Barguti, Gazze'nin kuzeyinde açlık nedeniyle çocuk ölümleri görüldüğünü vurgulayarak, bölgeye gıda, yakıt, su ya da ilaç girişine izin verilmediğini duyurdu.
Yaklaşık 400 bin kişinin yaşadığı Gazze’nin kuzeyinin iki haftayı aşkın süredir kuşatma altında tutulduğunu hatırlatan Barguti, Cibaliye Mülteci Kampı'nın yanı sıra Beyt Hanun ve Beyt Lahiya bölgelerinin İsrail'in hava saldırılarıyla ve topçu atışlarıyla ayrım gözetmeksizin sürekli bombaladığını belirtti.
Barguti, "Sonuncusu Beyt Lahiya'da olmak üzere Gazze'nin kuzeyinde de birçok katliam yapıldı ve 72 sivil öldü, çok sayıda kişi de yaralandı" dedi.
İnsan hakları örgütlerine çağrı
Gazze'nin kuzeyindeki Kemal Advan, Endonezya ve Al-Avda hastanelerinin kuşatma altında olduğunu belirten Barguti, yüzlerce hastanın gıda ve ilaca erişemediğini belirtti. Barguti, İsrail güçlerinin doğrudan hedef alarak ateşe verdiği Endonezya Hastanesi'nde hayat kurtaran cerrahi operasyonlarda kullanılan jeneratörlere yakıt bulunamadığını, "Endonezya Hastanesinin çökmenin eşiğinde olduğunu" vurguladı.

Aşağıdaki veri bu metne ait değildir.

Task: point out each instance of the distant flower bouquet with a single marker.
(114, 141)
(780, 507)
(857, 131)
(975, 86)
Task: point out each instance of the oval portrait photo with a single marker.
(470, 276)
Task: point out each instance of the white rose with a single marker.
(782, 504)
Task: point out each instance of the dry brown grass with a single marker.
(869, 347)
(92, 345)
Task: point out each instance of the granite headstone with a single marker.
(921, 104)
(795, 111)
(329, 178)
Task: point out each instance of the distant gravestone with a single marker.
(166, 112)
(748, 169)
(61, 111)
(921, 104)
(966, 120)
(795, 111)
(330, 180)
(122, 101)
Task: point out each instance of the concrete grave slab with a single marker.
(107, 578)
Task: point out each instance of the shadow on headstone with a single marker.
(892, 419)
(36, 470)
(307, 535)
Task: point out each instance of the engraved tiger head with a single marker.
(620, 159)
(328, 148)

Barguti, İsrail kuşatması altındaki ailelerden sürekli yardım çağrıları aldıklarını belirterek, "UNRWA’ya göre İsrail ordusu, ilk yardım ekiplerinin yıkılan evlerinin enkazı altında kalan yaralı Filistinlilere ulaşmasına izin vermiyor" dedi.
Gazze’nin kuzeyindeki duruma ilişkin uluslararası kamuoyuna seslenen Barguti, "Tüm insanları, insan hakları örgütlerini ve hükümetleri, bu korkunç insani felaketi durdurmaları için İsrailli yetkililere baskı yapmak üzere mümkün olan her şeyi yapmaya çağırıyoruz" dedi.
Birleşmiş Milletler (BM) Sözcü Yardımcısı Farhan Haq, günlük basın toplantısında, BM Genel Sekreteri Antonio Guterres'in Gazze’deki saldırılara tepkisini aktardı.
İsrail'in Beyt Lahiya'ya saldırısı sonucu aralarında kadın ve çocukların da bulunduğu onlarca kişinin öldüğüne dikkati çeken Haq, "Genel Sekreter kesin surette Gazze'de artarak devam eden can kaybını kınıyor" dedi.
Haq, Genel Sekreter'in Gazze'nin kuzeyinde kötüleşen durum ve toplu şekilde yerinden edilmelerden derin endişe duyduğunu kaydetti.
Guterres'in sivillerin her zaman korunması gerektiğinin altını çizdiğini aktaran Haq, insani yardım ve arama kurtarma ekiplerine erişim sağlanması gerektiğini bildirdi.
Haq, Guterres'in İsrail'in hastanelere yönelik saldırılarının halihazırda çok kötü olan insani krizi daha derinleştirdiğini belirttiğini kaydederek, "Hastaneler hedef olmamalı" dedi.
Genel Sekreter'in acil ateşkes çağrısını yinelediğini dile getiren Haq, uluslararası insancıl hukuk alanındaki ihlallerin daha önce eşi benzeri görülmemiş düzeyde olduğunu vurguladı.